Le Bureau de l’enquêteur correctionnel est un petit organisme indépendant chargé d’examiner les plaintes des délinquants sous responsabilité fédérale. L’enquêteur correctionnel fait office d’ombudsman et mène des enquêtes à la demande du ministre responsable ou de sa propre initiative. Il tâche de régler les plaintes en formulant des recommandations à l’intention du Service correctionnel du Canada. L’enquêteur correctionnel est nommé pour un mandat, renouvelable, d’une durée maximale de cinq ans.
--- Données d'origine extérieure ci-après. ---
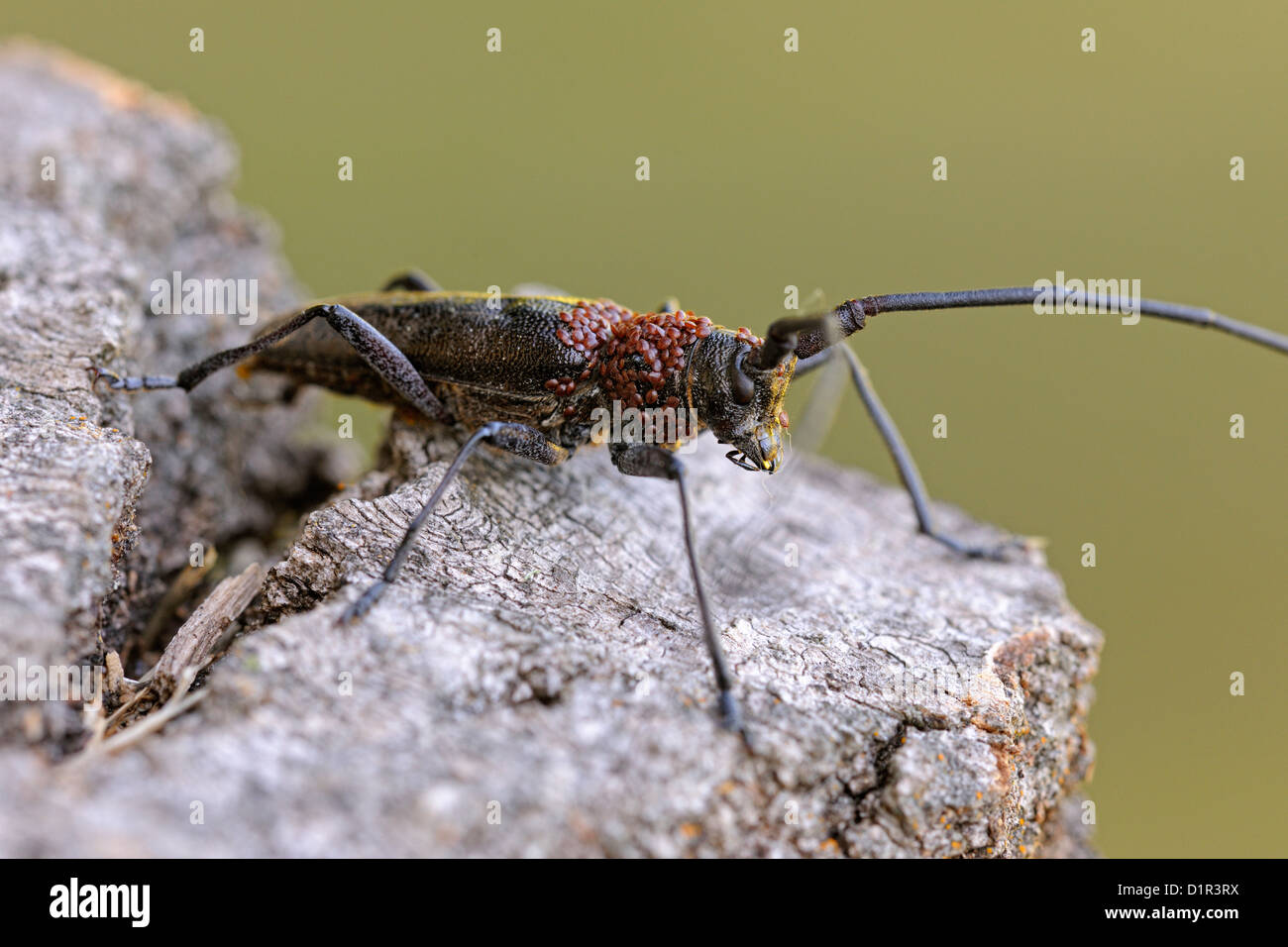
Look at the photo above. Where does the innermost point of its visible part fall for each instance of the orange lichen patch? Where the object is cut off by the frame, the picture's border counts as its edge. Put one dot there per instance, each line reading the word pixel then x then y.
pixel 111 86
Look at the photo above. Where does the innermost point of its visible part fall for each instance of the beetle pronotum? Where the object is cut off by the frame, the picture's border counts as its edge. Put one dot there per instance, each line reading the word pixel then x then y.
pixel 536 373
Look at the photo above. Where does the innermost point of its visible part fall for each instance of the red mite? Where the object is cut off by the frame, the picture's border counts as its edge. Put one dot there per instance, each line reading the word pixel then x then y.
pixel 540 376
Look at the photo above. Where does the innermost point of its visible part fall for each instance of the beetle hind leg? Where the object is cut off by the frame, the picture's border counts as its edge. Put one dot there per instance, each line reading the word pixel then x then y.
pixel 515 438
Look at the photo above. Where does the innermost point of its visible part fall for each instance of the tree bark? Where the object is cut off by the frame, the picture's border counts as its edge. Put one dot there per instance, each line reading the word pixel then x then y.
pixel 535 684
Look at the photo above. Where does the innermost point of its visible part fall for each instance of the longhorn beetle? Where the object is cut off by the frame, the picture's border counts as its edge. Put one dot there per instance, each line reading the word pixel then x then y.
pixel 533 373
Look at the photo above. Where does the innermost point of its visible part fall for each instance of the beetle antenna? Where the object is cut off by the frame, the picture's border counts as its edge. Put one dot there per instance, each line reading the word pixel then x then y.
pixel 807 335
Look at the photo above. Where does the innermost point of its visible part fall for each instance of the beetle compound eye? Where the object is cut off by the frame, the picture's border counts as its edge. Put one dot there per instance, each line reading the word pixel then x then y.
pixel 743 388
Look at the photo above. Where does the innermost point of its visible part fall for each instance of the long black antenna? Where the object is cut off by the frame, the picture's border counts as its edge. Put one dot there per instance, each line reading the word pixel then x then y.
pixel 807 335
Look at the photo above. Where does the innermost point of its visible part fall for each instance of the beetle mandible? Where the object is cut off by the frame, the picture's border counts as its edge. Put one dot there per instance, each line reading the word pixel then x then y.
pixel 537 375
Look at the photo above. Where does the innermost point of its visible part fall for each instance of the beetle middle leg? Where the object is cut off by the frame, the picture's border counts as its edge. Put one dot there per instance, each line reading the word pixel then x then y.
pixel 902 458
pixel 652 460
pixel 515 438
pixel 376 351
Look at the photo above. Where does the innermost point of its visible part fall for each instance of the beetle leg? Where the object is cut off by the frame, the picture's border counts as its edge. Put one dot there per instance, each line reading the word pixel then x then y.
pixel 651 460
pixel 515 438
pixel 909 472
pixel 376 351
pixel 412 279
L’ancien enquêteur correctionnel, Ronald Stewart, a occupé ce poste pendant 26 ans, de novembre 1977 à octobre 2003.

Le Bureau du vérificateur général a réalisé une vérification du Bureau de l’enquêteur correctionnel (BEC) après avoir reçu des plaintes anonymes selon lesquelles des pratiques douteuses avaient cours au BEC. Cette vérification était axée sur les pratiques de gestion des ressources humaines ainsi que sur la possibilité de congés non déclarés, l’encaissement des crédits de congés annuels et les frais de voyage et d’accueil des cadres supérieurs du BEC et de l’ancien enquêteur correctionnel. La vérification a porté également sur certains des services financiers et des services de gestion des ressources humaines fournis par le ministère de la Sécurité publique et de la Protection civile[1] au BEC et à deux autres petits organismes indépendants.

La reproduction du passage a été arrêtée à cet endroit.